用开源phospho-app训练VLA并部署VLA

发布于:2025-08-31 ⋅ 阅读:(23) ⋅ 点赞:(0)

1. 介绍

我个人用下来的体验非常不错,封装了很多lerobot本身的功能作为可视化接口,上手简单,而且这个app经常更新。

github

这是一个软件,有以下功能:

  1. 控制机器人
  2. 记录数据
  3. 训练和使用VLA模型

有以下特点:

  • 目前支持ACT,GR00T-N1.5
  • SO100,SO101,松灵机械臂等
  • 充分适配lerobot和HF
  • macos/linux/windows 三端运行
  • 支持多种相机
  • 开源
  • 他们支持自己写控制器去控制我们自己的机械臂

更新app:

sudo apt update && sudo apt install --only-upgrade phosphobot

2. 开始使用

首先要有一个机器人,我这里是SO101

2.1 安装

# Install uv: https://docs.astral.sh/uv/
curl -LsSf https://astral.sh/uv/install.sh | sh

# Run phosphobot
uvx phosphobot run

2.2 控制机器人

 进入dashboard之后就可以选择控制机器人,这里是用键盘控制。

这个默认的是主臂。

从臂也是可以选择的。

我们这列还可以选择其他的控制方式,比如手柄,主从臂,

还有一些其他的小功能。

比如修改主从,镜像控制,录制动作并回放动作等。

还能看看舵机温度。

2.3 录制数据集

可以开始录制和停止

记录下来的数据集在这里:

录制下来的数据集直接被传到HuggingFace上了

这里也可以设置数据集名称和任务指令。

数据集也是都能正常查看的,而且最关键的是:不抖了!!!可能是因为无法实时看到摄像头的图像导致的?但是最后录制出来的视频是没问题的。

那之前带摄像头遥操可能是因为实时显示导致处理不过来?

在phospho中也时可以直接查看数据集的,这个功能还挺好的。

我们也可以从hf上下载其他数据集,可以进行数据集的合并

这就是非常实用的一系列数据集管理方法(合并/拆分/修复/删除)了,phospho都帮我们封装好了。

拆分主要是可以分成测试集和训练集

3. 训练VLA

这两个不急,先把lerobot-pi和gr00t官方的试过再来搞这个。

需要创建账户--碰到了

ValueError: Unknown scheme for proxy URL URL('socks://127.0.0.1:7891/')

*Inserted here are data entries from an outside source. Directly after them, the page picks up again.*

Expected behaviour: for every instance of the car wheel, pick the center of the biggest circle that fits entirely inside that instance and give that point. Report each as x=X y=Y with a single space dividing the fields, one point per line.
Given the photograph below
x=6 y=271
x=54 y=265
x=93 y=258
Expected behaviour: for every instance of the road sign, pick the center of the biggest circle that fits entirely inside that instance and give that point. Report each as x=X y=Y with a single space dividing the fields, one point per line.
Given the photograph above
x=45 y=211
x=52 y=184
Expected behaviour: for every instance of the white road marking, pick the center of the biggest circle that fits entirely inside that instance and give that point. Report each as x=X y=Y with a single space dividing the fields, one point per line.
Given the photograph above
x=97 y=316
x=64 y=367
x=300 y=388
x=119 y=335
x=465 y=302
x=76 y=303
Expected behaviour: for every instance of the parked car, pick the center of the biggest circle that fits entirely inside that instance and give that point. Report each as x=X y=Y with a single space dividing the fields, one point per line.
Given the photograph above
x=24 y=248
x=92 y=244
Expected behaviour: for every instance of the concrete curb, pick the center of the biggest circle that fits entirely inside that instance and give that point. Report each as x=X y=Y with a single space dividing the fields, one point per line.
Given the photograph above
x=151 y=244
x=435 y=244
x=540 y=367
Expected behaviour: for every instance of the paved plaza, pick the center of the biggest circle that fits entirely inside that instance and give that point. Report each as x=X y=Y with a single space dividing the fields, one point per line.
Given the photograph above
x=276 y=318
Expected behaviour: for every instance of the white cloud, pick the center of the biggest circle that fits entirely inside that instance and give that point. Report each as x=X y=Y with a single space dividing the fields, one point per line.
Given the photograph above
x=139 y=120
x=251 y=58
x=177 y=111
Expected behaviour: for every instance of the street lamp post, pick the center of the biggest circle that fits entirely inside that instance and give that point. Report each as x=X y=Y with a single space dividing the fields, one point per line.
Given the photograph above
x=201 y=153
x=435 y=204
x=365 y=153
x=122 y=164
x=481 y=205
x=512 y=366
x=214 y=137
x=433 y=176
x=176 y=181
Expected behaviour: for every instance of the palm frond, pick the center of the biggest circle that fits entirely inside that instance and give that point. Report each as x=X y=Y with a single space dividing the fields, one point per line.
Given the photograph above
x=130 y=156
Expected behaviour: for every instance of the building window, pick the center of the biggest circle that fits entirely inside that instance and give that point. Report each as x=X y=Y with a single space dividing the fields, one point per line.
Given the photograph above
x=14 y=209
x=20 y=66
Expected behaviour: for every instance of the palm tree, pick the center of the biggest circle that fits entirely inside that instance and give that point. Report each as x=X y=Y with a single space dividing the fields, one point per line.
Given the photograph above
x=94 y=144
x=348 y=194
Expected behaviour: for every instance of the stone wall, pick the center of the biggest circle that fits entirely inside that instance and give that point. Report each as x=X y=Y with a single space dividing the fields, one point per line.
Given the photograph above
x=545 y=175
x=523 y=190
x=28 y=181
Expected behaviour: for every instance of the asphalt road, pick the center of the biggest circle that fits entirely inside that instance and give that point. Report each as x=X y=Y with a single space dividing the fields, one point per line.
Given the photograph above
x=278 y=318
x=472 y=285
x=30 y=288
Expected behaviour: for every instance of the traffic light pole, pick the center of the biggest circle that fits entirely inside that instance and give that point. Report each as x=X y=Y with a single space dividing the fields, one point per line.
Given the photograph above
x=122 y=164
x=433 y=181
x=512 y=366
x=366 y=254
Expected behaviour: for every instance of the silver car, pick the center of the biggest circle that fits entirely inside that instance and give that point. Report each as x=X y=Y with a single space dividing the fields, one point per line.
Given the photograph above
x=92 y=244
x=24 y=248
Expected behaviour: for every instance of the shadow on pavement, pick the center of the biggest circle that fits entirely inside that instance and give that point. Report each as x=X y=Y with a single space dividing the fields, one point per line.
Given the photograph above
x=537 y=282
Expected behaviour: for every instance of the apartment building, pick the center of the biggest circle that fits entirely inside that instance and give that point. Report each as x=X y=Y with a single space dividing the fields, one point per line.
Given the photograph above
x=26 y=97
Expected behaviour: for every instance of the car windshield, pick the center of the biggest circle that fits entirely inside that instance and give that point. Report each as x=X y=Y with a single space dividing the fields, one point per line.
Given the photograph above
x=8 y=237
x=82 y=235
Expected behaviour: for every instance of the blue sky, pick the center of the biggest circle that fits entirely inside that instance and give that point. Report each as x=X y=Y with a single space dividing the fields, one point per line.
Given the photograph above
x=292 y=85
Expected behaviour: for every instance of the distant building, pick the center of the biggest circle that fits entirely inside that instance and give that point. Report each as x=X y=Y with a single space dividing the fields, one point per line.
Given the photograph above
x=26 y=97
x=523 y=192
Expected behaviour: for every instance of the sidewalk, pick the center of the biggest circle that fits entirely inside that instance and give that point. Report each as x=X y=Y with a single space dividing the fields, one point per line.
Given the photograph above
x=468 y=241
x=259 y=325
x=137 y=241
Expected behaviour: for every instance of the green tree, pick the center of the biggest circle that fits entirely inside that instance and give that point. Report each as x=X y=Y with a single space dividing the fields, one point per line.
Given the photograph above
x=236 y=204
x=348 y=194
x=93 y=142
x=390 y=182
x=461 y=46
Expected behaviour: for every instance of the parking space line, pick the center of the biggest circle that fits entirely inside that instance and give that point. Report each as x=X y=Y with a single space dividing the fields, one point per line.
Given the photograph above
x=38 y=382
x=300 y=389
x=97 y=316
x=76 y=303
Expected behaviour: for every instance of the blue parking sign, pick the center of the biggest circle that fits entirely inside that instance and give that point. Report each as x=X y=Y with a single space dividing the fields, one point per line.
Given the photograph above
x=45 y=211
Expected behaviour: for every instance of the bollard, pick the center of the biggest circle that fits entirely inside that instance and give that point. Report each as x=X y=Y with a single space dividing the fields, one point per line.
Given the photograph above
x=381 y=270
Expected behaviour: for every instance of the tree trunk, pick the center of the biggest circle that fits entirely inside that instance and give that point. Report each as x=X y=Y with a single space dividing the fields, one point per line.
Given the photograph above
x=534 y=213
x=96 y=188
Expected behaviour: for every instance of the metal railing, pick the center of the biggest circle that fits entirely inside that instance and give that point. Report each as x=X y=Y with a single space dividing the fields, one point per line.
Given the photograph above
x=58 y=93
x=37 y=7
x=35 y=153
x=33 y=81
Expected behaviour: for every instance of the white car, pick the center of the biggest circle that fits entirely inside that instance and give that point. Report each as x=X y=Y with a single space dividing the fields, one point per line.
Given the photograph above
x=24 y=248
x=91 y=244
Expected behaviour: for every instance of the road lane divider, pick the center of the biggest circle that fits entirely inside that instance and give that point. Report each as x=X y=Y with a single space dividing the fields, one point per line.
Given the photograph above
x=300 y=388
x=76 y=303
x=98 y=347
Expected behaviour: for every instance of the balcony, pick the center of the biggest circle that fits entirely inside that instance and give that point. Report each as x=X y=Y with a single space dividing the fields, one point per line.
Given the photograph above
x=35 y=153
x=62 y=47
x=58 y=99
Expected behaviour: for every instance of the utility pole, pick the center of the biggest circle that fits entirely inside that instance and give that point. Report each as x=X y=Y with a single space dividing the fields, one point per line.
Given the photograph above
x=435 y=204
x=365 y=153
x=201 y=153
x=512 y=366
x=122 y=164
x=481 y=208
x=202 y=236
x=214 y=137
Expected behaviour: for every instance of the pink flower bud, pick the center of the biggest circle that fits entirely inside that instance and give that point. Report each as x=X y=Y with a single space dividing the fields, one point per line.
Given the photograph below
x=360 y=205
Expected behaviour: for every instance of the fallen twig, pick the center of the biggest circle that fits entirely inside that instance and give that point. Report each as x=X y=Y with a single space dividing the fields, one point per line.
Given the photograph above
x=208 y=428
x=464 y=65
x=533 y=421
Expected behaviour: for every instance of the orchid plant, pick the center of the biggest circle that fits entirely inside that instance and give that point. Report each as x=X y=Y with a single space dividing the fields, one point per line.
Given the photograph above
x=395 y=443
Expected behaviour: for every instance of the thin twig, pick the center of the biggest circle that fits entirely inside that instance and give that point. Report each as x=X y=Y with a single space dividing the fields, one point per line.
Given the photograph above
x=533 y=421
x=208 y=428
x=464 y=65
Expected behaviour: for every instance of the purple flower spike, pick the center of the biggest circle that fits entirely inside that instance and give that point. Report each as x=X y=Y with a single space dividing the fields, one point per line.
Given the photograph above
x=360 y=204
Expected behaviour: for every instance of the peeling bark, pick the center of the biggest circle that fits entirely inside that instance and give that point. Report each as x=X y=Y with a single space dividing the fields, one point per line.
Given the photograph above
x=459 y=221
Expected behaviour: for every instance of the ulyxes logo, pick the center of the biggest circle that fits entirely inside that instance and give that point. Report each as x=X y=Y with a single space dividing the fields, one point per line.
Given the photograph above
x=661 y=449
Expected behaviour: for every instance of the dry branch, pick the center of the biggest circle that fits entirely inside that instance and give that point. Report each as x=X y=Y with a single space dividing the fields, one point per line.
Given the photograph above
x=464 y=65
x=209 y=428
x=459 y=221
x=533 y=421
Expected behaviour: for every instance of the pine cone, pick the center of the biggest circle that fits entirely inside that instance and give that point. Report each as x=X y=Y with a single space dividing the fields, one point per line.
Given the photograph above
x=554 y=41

解决:pip install httpx-socks 并重启服务

在尝试拿到数据集时,有这样的报错,但是数据集确实是公开的啊?

Error fetching training info: 1 validation error for TrainingRequest dataset_name Value error, Dataset wantobcm/youliangtan_so101_strawberry_grape is not a valid, public Hugging Face dataset. Please check the URL and try again. Your dataset name should be in the format <username>/<dataset_name> [type=value_error, input_value='wantobcm/youliangtan_so101_strawberry_grape', input_type=str] For further information visit https://errors.pydantic.dev/2.11/v/value_error

而且我发现,登上账户之后很容易断连,导致训练和控制部分没办法很好的使用。

还有就是用他这个app训练模型时,如果不升级会员,最长仅2h,所以我还是选择本地脚本进行训练了。

不过后来修改成功!!!

这时上传的数据集也可以正常显示并修改训练参数了。

如果不:

# 设置环境变量
export HTTP_PROXY=http://127.0.0.1:7890
export HTTPS_PROXY=http://127.0.0.1:7890

就会出现以下问题:

所以这两条设置环境变量是必要的,可以添加到bashrc里。

这条命令可以指定某版本运行:

uvx phosphobot@0.3.78 run

当然,他的训练过程不是我个人的主要训练方式,我选择本地脚本微调。

4. 用VLA控制机器人

关于控制,似乎要调用他们云端的GPU?所以还是本地推理比较好一点,就不用他的app了。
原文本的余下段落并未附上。